Senin, 16 Juni 2008

malam

"Demi malam, pabila menutupi (cahaya siang)..."


Allah memberikan 'kekhususan', atau sebutlah bonus, pada malam. sebab, di sepertiga atau dua pertiga malam merupakan saat terlelap seseorang beristirahat. Di saat seperti itu, seseorang berjuang melawan kantuk, dan udara dingin yang meninabobokkan. Apalagi bila membayangkan betapa asyiknya orang-orang tertidur.

Tapi, bukankah keikhlasan namanya, ketika seseorang beringsut dan menjauhkan rusuknya dari pembaringan demi beribadah kepada Allah? Keikhlasan, menjadi sesuatu yang tak ternilai, karena sudi menyisihkan kantuk. Padahal siapakah yang melarang kita tertidur ketika IA sendiri memberikan malam untuk beristirahat. Di tengah konteks demikian, betapa dalam makna ikhlas, ketika kita sudi terjaga di tengah kebeningan malam di saat khusyuk lebih mudah teraih (lihat QS 73:6).

Tak mengherankan, Allah mengganjar keikhlasan hamba-hamba-Nya yang sudi menjauhkan rusuknya, dari pembaringan. Tak sekadar turun ke lapis langit terendah dan mengabulkan doa hamba-Nya yang masih beribadah, IA pun memberikan ketenangan batin. Bukankah ketenangan batin pun merupakan tempat terpuji ketika orang-orang, di hari-hari ini, remuk dan gelisah oleh ambisi duniawi?

Minggu, 08 Juni 2008

TEMUKAN DIRIMU DALAM SEPI


Disebuah pabrik penggilingan padi, terjadi kegaduhan. Jam tangan milik seorang karyawannya terjatuh ke dalam tumpukan dedak (kulit padi). Dengan dibantu teman temannya, sang pemilik jam mencari, mengaduk dan mencarai-beraikan tumpukan dedak. Alhasil, sang jam tak ditemukan, detaknya tak terdengar ditingkahi deru mesin giling.

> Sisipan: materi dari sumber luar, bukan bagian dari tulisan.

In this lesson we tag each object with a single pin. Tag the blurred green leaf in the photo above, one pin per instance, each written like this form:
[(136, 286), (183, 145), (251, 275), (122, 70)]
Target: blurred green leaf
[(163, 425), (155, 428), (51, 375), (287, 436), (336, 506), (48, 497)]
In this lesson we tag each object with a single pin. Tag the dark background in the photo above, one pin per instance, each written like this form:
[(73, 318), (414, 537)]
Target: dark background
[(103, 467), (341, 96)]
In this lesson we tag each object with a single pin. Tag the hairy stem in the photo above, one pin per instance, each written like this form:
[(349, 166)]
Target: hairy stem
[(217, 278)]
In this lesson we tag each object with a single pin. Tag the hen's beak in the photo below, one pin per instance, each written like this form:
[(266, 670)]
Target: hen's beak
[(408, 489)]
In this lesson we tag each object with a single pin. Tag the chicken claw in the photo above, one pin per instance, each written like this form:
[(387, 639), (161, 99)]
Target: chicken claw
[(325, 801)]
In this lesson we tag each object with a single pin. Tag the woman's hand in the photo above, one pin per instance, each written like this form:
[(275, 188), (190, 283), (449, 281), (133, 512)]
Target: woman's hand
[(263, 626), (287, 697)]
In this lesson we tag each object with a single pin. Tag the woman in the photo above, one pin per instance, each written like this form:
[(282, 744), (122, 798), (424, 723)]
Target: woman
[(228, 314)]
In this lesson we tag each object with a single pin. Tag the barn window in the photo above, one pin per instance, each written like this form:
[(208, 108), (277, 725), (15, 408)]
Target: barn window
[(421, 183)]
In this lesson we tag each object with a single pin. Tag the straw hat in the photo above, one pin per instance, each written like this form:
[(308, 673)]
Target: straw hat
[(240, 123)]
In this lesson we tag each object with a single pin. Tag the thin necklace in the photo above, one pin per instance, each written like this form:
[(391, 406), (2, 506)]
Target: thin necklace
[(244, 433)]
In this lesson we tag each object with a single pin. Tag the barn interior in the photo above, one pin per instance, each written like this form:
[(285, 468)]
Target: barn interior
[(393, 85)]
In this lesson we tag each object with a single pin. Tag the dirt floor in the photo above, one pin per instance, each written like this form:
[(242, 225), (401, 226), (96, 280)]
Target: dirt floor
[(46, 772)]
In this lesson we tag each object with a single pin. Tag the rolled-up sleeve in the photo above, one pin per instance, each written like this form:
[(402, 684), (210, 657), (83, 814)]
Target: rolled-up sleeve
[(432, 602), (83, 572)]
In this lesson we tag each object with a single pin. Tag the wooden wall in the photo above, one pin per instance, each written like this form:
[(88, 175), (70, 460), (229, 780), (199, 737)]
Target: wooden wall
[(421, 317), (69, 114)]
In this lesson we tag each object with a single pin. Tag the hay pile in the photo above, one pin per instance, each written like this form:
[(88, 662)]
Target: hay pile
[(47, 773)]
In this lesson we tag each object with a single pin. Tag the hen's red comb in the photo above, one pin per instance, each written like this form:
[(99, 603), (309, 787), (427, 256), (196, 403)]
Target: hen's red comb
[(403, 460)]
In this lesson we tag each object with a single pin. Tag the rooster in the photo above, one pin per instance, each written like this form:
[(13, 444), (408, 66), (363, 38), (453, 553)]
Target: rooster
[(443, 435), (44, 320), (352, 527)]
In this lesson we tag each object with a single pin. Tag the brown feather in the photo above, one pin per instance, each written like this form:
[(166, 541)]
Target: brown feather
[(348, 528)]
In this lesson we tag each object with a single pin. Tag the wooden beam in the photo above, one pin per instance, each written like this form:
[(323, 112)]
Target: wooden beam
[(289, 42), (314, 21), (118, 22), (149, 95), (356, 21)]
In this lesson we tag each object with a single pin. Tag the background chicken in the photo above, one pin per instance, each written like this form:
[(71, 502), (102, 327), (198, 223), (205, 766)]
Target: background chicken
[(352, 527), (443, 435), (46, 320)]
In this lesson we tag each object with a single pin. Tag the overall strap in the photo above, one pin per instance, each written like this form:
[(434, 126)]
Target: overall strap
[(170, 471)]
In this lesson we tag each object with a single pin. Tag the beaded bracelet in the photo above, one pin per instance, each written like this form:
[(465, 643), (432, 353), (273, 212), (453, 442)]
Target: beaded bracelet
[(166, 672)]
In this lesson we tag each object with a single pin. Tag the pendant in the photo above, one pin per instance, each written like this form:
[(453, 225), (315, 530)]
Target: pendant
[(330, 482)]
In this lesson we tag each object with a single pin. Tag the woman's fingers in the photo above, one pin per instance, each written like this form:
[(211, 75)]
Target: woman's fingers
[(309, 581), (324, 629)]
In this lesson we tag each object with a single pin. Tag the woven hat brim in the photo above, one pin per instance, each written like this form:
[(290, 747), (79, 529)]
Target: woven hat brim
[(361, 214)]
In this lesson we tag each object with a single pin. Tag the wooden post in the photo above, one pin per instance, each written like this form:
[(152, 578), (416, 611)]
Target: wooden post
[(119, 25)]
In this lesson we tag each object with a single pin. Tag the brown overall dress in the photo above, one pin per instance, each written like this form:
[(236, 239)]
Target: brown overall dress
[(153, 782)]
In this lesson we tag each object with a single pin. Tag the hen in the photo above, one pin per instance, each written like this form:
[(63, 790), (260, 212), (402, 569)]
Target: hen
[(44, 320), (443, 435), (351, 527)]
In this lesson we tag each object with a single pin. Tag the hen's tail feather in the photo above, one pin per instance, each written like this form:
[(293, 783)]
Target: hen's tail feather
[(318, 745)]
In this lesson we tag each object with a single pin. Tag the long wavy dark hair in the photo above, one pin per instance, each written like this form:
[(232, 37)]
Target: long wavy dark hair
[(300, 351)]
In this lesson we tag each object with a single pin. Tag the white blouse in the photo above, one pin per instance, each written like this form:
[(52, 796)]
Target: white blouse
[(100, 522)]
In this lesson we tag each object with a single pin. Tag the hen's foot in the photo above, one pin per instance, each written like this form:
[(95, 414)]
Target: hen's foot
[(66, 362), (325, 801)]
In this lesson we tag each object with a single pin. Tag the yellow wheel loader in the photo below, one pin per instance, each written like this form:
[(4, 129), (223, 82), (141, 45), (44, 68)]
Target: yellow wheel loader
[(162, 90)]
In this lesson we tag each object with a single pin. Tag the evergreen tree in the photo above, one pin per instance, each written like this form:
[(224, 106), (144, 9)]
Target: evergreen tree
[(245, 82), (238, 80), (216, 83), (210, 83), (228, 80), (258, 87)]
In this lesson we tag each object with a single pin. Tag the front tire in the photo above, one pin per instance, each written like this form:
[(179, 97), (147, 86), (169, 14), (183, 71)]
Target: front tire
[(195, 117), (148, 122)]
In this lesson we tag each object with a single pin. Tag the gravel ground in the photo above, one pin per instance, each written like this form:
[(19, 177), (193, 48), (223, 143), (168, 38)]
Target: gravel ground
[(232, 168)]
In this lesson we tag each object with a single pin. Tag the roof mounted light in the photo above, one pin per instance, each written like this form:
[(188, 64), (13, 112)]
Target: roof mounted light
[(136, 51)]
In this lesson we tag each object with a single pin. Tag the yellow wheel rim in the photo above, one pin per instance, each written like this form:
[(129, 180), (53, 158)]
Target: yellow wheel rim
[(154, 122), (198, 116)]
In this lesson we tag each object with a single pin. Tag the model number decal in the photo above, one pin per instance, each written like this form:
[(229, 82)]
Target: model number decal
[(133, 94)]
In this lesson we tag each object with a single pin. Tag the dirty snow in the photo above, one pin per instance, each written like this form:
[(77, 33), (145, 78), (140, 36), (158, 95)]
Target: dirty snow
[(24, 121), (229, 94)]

Saat jam istirahat, sang pemilik jam dan teman-temannya makan siang. Dilihatnya seorang anak kecil jongkok ditumpukan dedak yang telah tercerai berai. Dengan seksama ditajamkan pendengarannya, disatukan irama tubuhnya dan difokuskan penglihatannya. Sedetik disibaknya tumpukan dedak, diambilnya sebuah jam tangan tua dari dalamnya.

Dengan keheranan sang pemilik jam yang sejak tadi memperhatikannya, bertanya, bagaimana dia seorang diri bisa menemukan jam itu, sedang ia dengan teman-temannya tak bisa menemukan.

“Bapak dan teman-teman bapak mencarinya ditengah keramaian, kesibukan dan waktu yang semakin menghimpit. Sedang saya mencarinya seorang diri, cukup saya diam dalam hening, kudengar detak detak jarum jam, disitulah jam bapak terbenam” jawab sang anak ringan.

Saudaraku, keheningan adalah milik kita yang semakin lama semakin hilang dari kehidupan kita. Kesibukan yang terus menerus, rutinitas yang semakin menjemukan, tuntutan kehidupan yang semakin mencekik, dan target atasan yang semakin tak manusiawi. Sering membuat kita abai terhadap diri untuk merenung, mengheningkan diri. Merangkai kelembutan-kelembutan dalam kehidupan kita, mempertanyakan sejauh mana diri menjadi berarti dan bermakna bagi kehidupan sekitar, melihat bekal yang akan kita bawa menuju perjalan pulang kerumah-Nya.